Winsome and diminutive, Ethel Grandin was among the first and most popular of the early screen stars. Born in New York City on March 3, 1894, Ethel had gone on stage in 1900, and appeared with Joseph Jefferson in “Rip Van Winkle.” In 1910, with her mother, Ethel went down to the American Biograph studio and was interviewed by D.W. Griffith. When the director pulled up Ethel’s dress and inspected her legs, she began to pout and sulk. Griffith explained to Ethel that he wanted to make sure she did not have bowlegs. Griffith’s behavior outraged Ethel so much that she refused to return to the studio the next day. Instead, Ethel and her mother went to Carl Laemmle’s IMP Company and was seen by Thomas H. Ince. Mary Pickford was about to leave the company, and Ince saw something of a similarity between Ethel and Mary, although she lacked the latter’s personality. Coincidentally, Ethel played Mary’s sister in IMP’s “The Toss of the Coin” (1911).

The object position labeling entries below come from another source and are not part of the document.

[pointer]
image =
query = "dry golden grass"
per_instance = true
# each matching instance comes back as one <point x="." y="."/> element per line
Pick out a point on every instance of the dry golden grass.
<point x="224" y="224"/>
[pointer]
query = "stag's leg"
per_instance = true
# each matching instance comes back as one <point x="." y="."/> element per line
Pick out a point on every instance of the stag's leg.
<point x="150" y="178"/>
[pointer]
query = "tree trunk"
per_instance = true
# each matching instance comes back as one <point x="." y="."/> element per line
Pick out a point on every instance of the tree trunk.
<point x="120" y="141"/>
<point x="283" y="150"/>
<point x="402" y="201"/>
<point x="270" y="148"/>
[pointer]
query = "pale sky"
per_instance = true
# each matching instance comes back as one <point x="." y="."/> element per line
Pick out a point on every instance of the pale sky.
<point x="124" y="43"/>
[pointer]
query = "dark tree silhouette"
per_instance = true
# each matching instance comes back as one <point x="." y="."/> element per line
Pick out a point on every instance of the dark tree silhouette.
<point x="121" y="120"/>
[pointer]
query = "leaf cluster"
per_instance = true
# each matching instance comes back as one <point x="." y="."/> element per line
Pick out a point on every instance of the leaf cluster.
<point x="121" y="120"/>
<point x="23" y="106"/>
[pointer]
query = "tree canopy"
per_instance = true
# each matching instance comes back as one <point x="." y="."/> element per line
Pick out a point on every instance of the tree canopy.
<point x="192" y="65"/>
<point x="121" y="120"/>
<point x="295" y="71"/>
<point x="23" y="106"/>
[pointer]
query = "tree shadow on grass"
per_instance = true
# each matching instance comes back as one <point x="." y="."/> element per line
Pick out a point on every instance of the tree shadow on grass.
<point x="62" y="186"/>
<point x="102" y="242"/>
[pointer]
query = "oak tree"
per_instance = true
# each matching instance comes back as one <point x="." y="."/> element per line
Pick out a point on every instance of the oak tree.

When Ince decided to enter independent production with the New York Motion Picture Company, he invited Ethel to come to California with him as his leading lady. Also in the group was cinematographer Ray Smallwood, who would later become a director and whom Ethel married in 1912. In 1913, Carl Laemmle asked Ethel to return to his company, along with her husband Ray Smallwood. Ethel was the company’s leading star, billed as “The Imp of the Imp Company.” For Laemmle, Ethel starred in both Western and comedy shorts, and she played the title role in IMP’s two-reel adaptation of “Jane Eyre” (1914).

Ethel also starred with Matt Moore and Jane Gail in George Loane Tucker’s production of “Traffic in Souls” (1913), a melodrama of white slavery, produced in secrecy without Laemmle’s approval. The total budget of the film was less than $6,000, raised by Tucker, director Herbert Brenon and others. Aside from the white slavery theme and what that implies, there is nothing sexual in the film.

“Traffic in Souls” (1913) is important as one of America’s first feature-length productions and for its semi-documentary quality with exteriors on the streets of New York City and for an innovative panoramic shot. In 1914, Ethel and Smallwood left Laemmle and formed their own production company, the Smallwood Film Corporation, operating out of a rental studio at Central Park West and Amsterdam Avenue in New York City. The company was relatively short-lived, and in 1915, Ethel retired from the screen in order to take care of her infant son. When Smallwood was hired by Metro to head its camera department, Ethel came with him back to Los Angeles. Smallwood turned to direction in the early 1920’s, and Ethel returned briefly to the screen with “Garments of Truth” (1921), “The Hunch” (1921), and “A Tailor-Made Man” (1922).

As the years progressed, Ethel lost the ability to speak. It was as if she had literally regressed to being once again a silent star. Ethel died on September 27, 1988. She was 94 years old. Even though Ethel Grandin is largely forgotten today, her most notable film, “Traffic in Souls” (1913) is available on dvd and it’s worth a look.